Субботин вынул листок, на котором с утра записывал версии. Напротив слов «наряд врет» поставил плюс. Вызвал вновь сержанта с добрыми глазами, который так искренне убеждал, что мимо него муха не пролетела. Припертый к стене фактами, сержант начал жаловаться на жизнь и на Утабаева, которого как ни учи, все равно проспит. Вот и в ту ночь поставили его к тумбочке дневального, а он тут же отключился. Наряд в результате чуть не пропустил подъем. Хорошо еще, сержант вовремя проснулся, а то уже сидели бы все на гауптвахте.
«Вот стервецы, — подумал Субботин. — На всю ночь комнату для хранения оружия, да и казарму без присмотра оставили». По идее есть статья в уголовном кодексе о нарушении правил несения внутренней службы. Но в ней командиру дано право ограничиться дисциплинарным взысканием, что, скорее всего, и будет сделано в данном случае.
Утабаев был страшно напуган и лепетал что-то вроде: «По-русски совсем не понимай». Тут все ясно. Казьмин ночью беспрепятственно мог не только уходить из казармы, но еще при желании вытащить и все имущество роты.
Теперь у Субботина хватало данных для более серьезного разговора с Казьминым. Возможно, тот опять ничего не скажет, но это нестрашно. Преступление он совершил же один. Был у него помощник, притом, теперь ясно, что мальчишка, школьник. Позвонил Быков дежурному по части и передал — эксперты дали предварительное заключение, что волокно, обнаруженное на проволоке сетки, — от школьной формы.
Доставили Казьмина уже с гауптвахты. За то недолгое время, прошедшее после первой с ним встречи, его внешний вид претерпел серьезные изменения. Беднягу уже успели обрить наголо, так что выглядел он жалко и растерянно.

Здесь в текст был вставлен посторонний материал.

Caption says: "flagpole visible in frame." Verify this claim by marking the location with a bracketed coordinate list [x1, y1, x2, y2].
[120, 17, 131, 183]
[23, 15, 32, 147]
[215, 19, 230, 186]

— Вы, пожалуйста, подождите в коридоре, — сказал Субботин двухметровому солдату-конвоиру с автоматом за спиной. Тот вышел.
Казьмин мрачно глядел на Субботина. Видно было, что он хочет ринуться в бой, начал доказывать свою правоту, а значит, неправоту других. Но следователь молчал, изучающе рассматривая допрашиваемого. Был бы Казьмин простой парень, влетевший по дури в неприятную историю, поговорили бы по душам, объяснил бы ему Субботин все начистоту и о перспективах дела, и о том, что не выкрутится, и о том, что признание не только в книгах и кино смягчает ответственность. Но этому человеку везде чудятся подвохи и обманы. О психологическом контакте тут говорить трудно. Значит, нужно работать в жестком стиле.